Ceramics - Adam Yungbluth
In this class, participants will learn how to construct functional pottery using slabs and adding imagery to the surface through image transfer techniques. Pots that are made during the class will be glazed, fired in the kiln, and ready to take home by the end of the week. There will also be time to experience using the potter’s wheel.

Photography - Marina Vitatoe
Students will create cyanotypes using a photographic printing process that produces a cyan-blue print. This process was first introduced by Sir John Herschel in 1842 as a way to produce notes and diagrams as in blueprints. The name cyanotype was derived from the Greek name cyan, meaning “dark-blue impression.” A photograph is taken, then turned into a negative that can be used to produce a cyanotype.

Art and Identity:  Artists' Writings, Portraits, and Self-Portraits - Dr. Julia Finch
This course will examine artists and identity. How do artists come to understand their own identities--gender, sexuality, race, nationality, and/or ethnic heritage--through art-making, and how do they communicate that identity to an audience? We will consider Vincent van Gogh, Frida Kahlo, Glenn Ligon, Andy Warhol, and Carrie Mae Weems, among others. Students will also create their own artist identity statement.

Creative Writing
Students will receive a broad but intense introduction to the art, craft and business of creative writing.  Academy students will work both individually and as groups with faculty members who are published authors.  Students will emerge from this experience better writers and better readers, prepared to create, revise and refine a wide array of creative work.      

General

Students signed up for music will have the the opportunity to select 2 electives during registration.
 
Music Electives include:
Music Technology:  Students will enjoy getting hands on experience with music creation & notation software such as Garage Band, Finale, and Sibelius, and will explore how to use a soundboard to produce live audio.
Class Piano:  Instrumentalists who have no prior experience playing piano will be taught the fundamentals and basics to start playing and making music on the piano in a large-group setting.
Jazz Improvisation:  This elective focuses on the foundations of jazz improvisation, exposing students to the wide world of jazz in a large-group setting.
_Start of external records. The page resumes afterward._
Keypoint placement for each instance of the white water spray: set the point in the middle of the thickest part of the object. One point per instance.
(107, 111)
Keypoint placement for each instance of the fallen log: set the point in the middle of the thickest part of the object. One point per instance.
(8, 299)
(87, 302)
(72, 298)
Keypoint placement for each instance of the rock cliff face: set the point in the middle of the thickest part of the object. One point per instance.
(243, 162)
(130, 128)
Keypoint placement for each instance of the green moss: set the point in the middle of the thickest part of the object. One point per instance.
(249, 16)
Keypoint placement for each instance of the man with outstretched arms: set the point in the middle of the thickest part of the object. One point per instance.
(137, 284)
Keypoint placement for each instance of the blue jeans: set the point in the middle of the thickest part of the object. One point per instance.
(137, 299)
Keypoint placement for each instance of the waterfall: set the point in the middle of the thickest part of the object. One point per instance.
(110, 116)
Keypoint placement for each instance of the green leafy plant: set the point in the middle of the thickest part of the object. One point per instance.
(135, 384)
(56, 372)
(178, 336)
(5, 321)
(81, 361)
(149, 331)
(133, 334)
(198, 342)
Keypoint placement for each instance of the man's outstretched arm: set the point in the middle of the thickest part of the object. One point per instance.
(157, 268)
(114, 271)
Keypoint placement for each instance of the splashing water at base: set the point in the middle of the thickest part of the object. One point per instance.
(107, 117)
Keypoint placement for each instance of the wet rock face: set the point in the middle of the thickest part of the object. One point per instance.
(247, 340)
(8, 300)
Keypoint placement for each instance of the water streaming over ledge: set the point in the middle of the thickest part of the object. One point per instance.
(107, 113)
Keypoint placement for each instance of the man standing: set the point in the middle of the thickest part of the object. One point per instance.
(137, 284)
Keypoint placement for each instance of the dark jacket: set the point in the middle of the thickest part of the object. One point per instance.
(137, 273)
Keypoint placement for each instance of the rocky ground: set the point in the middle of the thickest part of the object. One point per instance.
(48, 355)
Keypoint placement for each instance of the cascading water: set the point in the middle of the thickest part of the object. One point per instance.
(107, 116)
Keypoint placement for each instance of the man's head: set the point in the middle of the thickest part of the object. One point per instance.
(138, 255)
All skill levels and instruments (including voice!) are welcome.
Choir for the instrumentalist:  Students who are usually in instrumental ensembles (band, wind symphony, etc.) have an opportunity to explore their vocal capabilities with others in this vocal ensemble.
Conducting:  This elective will give the student an introduction into basic instrumental conducting.  The student will have the opportunity to conduct in front of the ensemble during the week.
History of Rock 'n' Roll:  Explore the roots of popular music, and see how modern day artists are influenced by the icons of the past, from Ragtime to Motown to today!
Dalcroze Eurhythmics:  This class  is a process for awakening, developing and refining innate musicality through rhythmic movement of the body, ear-training and improvisation. 

Daily Schedule per area

Art and Design
Creative Writing
Music
Theatre 
    

DIRECTIONS TO MOREHEAD STATE UNIVERSITY 

Check in/registration will take place on Sunday, June 4, 2017, 3 p.m., Baird Music Hall

 

"I loved the music! I liked all the private instruction time."

"I liked the fact that we had free time filled with electives, especially music technology because I love composing. Furthermore, I loved the music we played in all aspects. The Academy really got me motivated to practice.  I loved it!  I liked the concepts covered in the higher level theory class. I can’t wait until next year…I hope I get to come back."

"I liked everything about the Academy!  The counselors were great, the professors were wonderful. Everyone was nice and friendly. I can’t wait to go to school in the fall."